Source code for smarter.lib.django.middleware.sensitive_files

"""This module is used to suppress DisallowedHost exception and return HttpResponseForbidden instead."""

import fnmatch
import logging
import re
import urllib.parse

from django.http import HttpResponseForbidden

from smarter.common.conf import smarter_settings
from smarter.common.const import SMARTER_CUSTOMER_SUPPORT_EMAIL
from smarter.common.helpers.console_helpers import formatted_text
from smarter.common.mixins import SmarterMiddlewareMixin
from smarter.lib.cache import cache_results
from smarter.lib.cache import lazy_cache as cache
from smarter.lib.django import waffle
from smarter.lib.django.waffle import SmarterWaffleSwitches
from smarter.lib.logging import WaffleSwitchedLoggerWrapper


# pylint: disable=unused-argument
def should_log(level):
    """Check if logging should be done based on the waffle switch."""
    return waffle.switch_is_active(SmarterWaffleSwitches.MIDDLEWARE_LOGGING)


base_logger = logging.getLogger(__name__)
logger = WaffleSwitchedLoggerWrapper(base_logger, should_log)

logger.debug("Loading %s", formatted_text(__name__ + ".SmarterBlockSensitiveFilesMiddleware"))

ALLOWED_PATTERNS = [re.compile(pattern) for pattern in smarter_settings.sensitive_files_amnesty_patterns]
SENSITIVE_FILES = list(
    {
        ".env",
        "config.php",
        "wp-config.php",
        "settings.py",
        ".bak",
        "backup.sql",
        ".tmp",
        ".swp",
        ".git",
        ".svn",
        "id_rsa",
        "id_dsa",
        ".DS_Store",
        "login.action",
        ".vscode",
        "info.php",
        "phpinfo.php",
        "php.ini",
        "phpmyadmin",
        "pma",
        "mysql",
        "db",
        "database",
        "backup",
        "dump",
        "sql",
        "sqlite",
        "mssql",
        "oracle",
        "postgres",
        "postgresql",
        "db.sqlite",
        "db.sqlite3",
        "db.mssql",
        "db.oracle",
        "db.postgres",
        "db.postgresql",
        "db.mysql",
        "db.sql",
        "composer.json",
        "composer.lock",
        "package.json",
        "package-lock.json",
        "yarn.lock",
        "Gemfile",
        "Gemfile.lock",
        "Pipfile",
        "Pipfile.lock",
        "requirements.txt",
        "credentials.json",
        "secrets.json",
        "*.pem",
        "*.key",
        "*.crt",
        "*.cer",
        "*.p12",
        "*.pfx",
        "*.jks",
        "*.keystore",
        "*.env.local",
        "*.env.development",
        "*.env.production",
        "*.env.test",
        "*.env.qa",
        "*.env.staging",
        "*.env.*",
        "*.bak",
        "*.tmp",
        "*.swp",
        "*.log",
        "*.pid",
        "*.sock",
        "*.pid.lock",
        "*.pidfile",
        "ecp/Current/exporttool/microsoft.exchange.ediscovery.exporttool.application",
    }
)



[docs]
class SmarterBlockSensitiveFilesMiddleware(SmarterMiddlewareMixin):
    """
    Middleware to return HttpResponseForbidden for common sensitive files, regardless of whether these
    do or do not exist. This is a countermeasure against simple, brute-force attacks
    and automated 'bot' clients probing for sensitive files. This middleware works from a static list
    of common sensitive files and patterns, returning a 403 Forbidden response for requests matching these files.

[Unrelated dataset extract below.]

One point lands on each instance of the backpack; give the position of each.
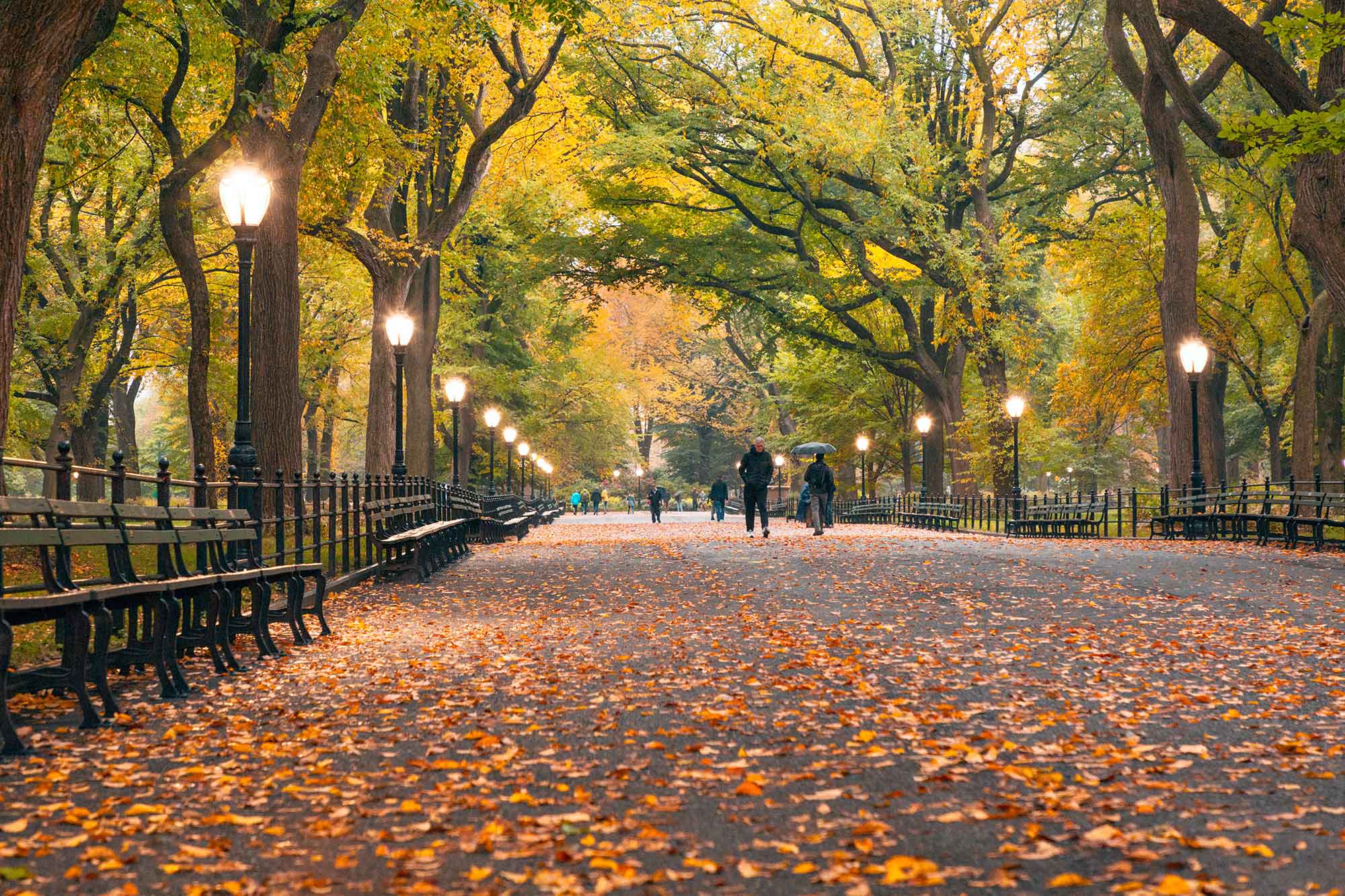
(817, 477)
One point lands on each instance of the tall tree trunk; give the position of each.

    This middleware inspects incoming HTTP requests and blocks access to files and paths that are commonly
    targeted by attackers or bots, such as configuration files, environment files, backup files, and private keys.
    If a client attempts to access these files more than a configurable threshold within a time window, their
    requests are throttled and further attempts are blocked with a 403 Forbidden response.

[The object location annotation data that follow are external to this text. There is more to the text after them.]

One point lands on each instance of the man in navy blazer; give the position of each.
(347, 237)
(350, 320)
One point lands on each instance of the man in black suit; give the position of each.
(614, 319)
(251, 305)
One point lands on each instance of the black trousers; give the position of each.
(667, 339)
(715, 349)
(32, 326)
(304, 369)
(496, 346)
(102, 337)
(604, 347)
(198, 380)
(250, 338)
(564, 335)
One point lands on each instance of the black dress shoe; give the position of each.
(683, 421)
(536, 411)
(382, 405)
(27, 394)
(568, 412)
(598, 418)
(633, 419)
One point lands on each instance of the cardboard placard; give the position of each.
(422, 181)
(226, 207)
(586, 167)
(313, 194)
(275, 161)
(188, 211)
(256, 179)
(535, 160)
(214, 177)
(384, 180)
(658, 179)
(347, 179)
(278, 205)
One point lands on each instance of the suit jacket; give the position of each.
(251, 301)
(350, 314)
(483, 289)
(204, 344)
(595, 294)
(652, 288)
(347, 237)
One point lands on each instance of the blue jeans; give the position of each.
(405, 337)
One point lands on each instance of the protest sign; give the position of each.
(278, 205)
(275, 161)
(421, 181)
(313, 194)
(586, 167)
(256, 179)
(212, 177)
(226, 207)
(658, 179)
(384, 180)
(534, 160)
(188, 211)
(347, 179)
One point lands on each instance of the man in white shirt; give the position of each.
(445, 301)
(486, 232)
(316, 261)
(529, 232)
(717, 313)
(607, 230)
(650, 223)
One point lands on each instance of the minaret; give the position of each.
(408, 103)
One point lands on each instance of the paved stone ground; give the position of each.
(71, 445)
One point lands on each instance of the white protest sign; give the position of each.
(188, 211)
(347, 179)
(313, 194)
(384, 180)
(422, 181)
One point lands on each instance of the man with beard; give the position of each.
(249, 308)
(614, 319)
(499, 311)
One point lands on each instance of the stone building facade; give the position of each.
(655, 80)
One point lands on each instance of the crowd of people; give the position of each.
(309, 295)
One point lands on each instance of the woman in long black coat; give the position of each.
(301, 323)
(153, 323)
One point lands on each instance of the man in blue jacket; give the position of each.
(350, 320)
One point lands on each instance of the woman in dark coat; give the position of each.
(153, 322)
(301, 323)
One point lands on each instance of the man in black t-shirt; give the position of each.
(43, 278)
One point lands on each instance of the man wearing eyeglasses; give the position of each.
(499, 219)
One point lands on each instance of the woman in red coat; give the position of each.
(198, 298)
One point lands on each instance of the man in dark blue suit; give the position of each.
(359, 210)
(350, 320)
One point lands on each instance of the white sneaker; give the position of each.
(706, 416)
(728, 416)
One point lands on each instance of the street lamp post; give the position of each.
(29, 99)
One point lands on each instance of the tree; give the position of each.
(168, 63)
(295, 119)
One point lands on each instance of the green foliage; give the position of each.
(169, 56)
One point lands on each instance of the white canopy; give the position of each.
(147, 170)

    The middleware also supports an "amnesty" mechanism, allowing certain patterns to bypass blocking, and
    provides detailed logging for all blocking and throttling events.

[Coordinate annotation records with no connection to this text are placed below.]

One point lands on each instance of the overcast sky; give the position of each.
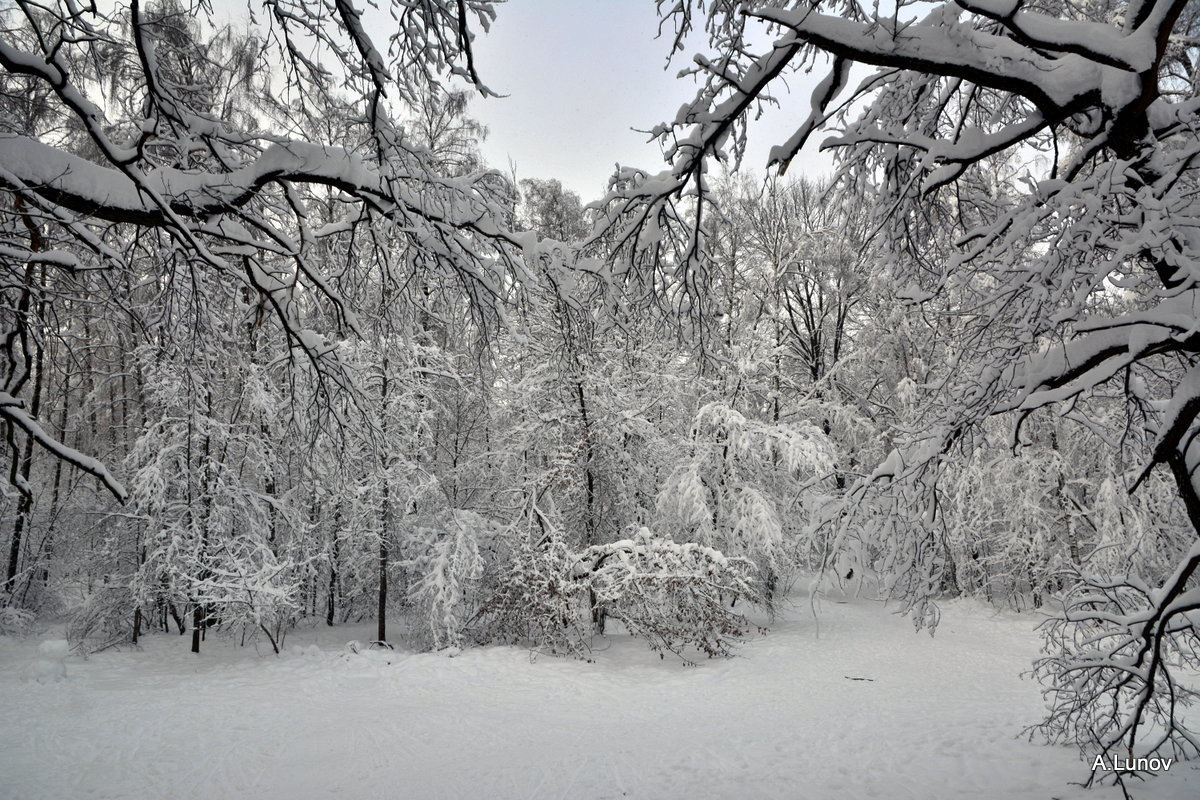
(580, 76)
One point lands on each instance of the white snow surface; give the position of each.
(939, 719)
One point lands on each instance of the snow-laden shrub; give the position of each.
(538, 600)
(241, 583)
(748, 488)
(675, 596)
(100, 617)
(445, 573)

    :cvar int THROTTLE_LIMIT: The maximum number of blocked sensitive file requests allowed from a single client IP within the timeout period before blocking is triggered. Default is 5.
    :cvar int THROTTLE_TIMEOUT: The duration of the timeout window in seconds during which blocked requests are counted and blocking is enforced. Default is 600 seconds (10 minutes).
    :cvar allowed_patterns: Patterns for which requests are granted amnesty and not blocked, even if they match sensitive files.
    :vartype allowed_patterns: tuple
    :cvar sensitive_files: Set of filenames and patterns considered sensitive and subject to blocking.
    :vartype sensitive_files: set

    **Key Features**

    - Blocks requests for a comprehensive list of sensitive files and file patterns.
    - Throttles repeated attempts from the same client IP and blocks further requests after a threshold.
    - Supports amnesty patterns to allow exceptions for specific paths.
    - Provides detailed logging for all blocking, throttling, and amnesty events.
    - Integrates with Django's cache for tracking request counts and with application logging.

    .. note::
        - Amnesty patterns can be configured via the ``smarter_settings.sensitive_files_amnesty_patterns`` Django setting.
        - Logging is controlled via a waffle switch and the application's log level.
        - The client IP is determined using the :meth:`get_client_ip` method.

    **Example**

    To enable this middleware, add it to your Django project's middleware settings::

        MIDDLEWARE = [
            ...
            'smarter.lib.django.middleware.sensitive_files.SmarterBlockSensitiveFilesMiddleware',
            ...
        ]

    :param get_response: The next middleware or view in the Django request/response chain.
    :type get_response: callable

    :returns: The HTTP response object, or a 403 Forbidden response if the request is blocked.
    :rtype: django.http.HttpResponse or django.http.HttpResponseForbidden
    """

    THROTTLE_LIMIT = 5
    THROTTLE_TIMEOUT = 600  # seconds (10 minutes)

    @property
    def formatted_class_name(self) -> str:
        """Return the formatted class name for logging purposes."""
        return formatted_text(f"{__name__}.{SmarterBlockSensitiveFilesMiddleware.__name__}")


[docs]
    def __init__(self, get_response):
        super().__init__(get_response)
        self.get_response = get_response

        # grant amnesty for specific patterns
        self.allowed_patterns = ALLOWED_PATTERNS
        self.sensitive_files = SENSITIVE_FILES


    def __call__(self, request):
        if not waffle.switch_is_active(SmarterWaffleSwitches.ENABLE_MIDDLEWARE_SENSITIVE_FILES):
            return self.get_response(request)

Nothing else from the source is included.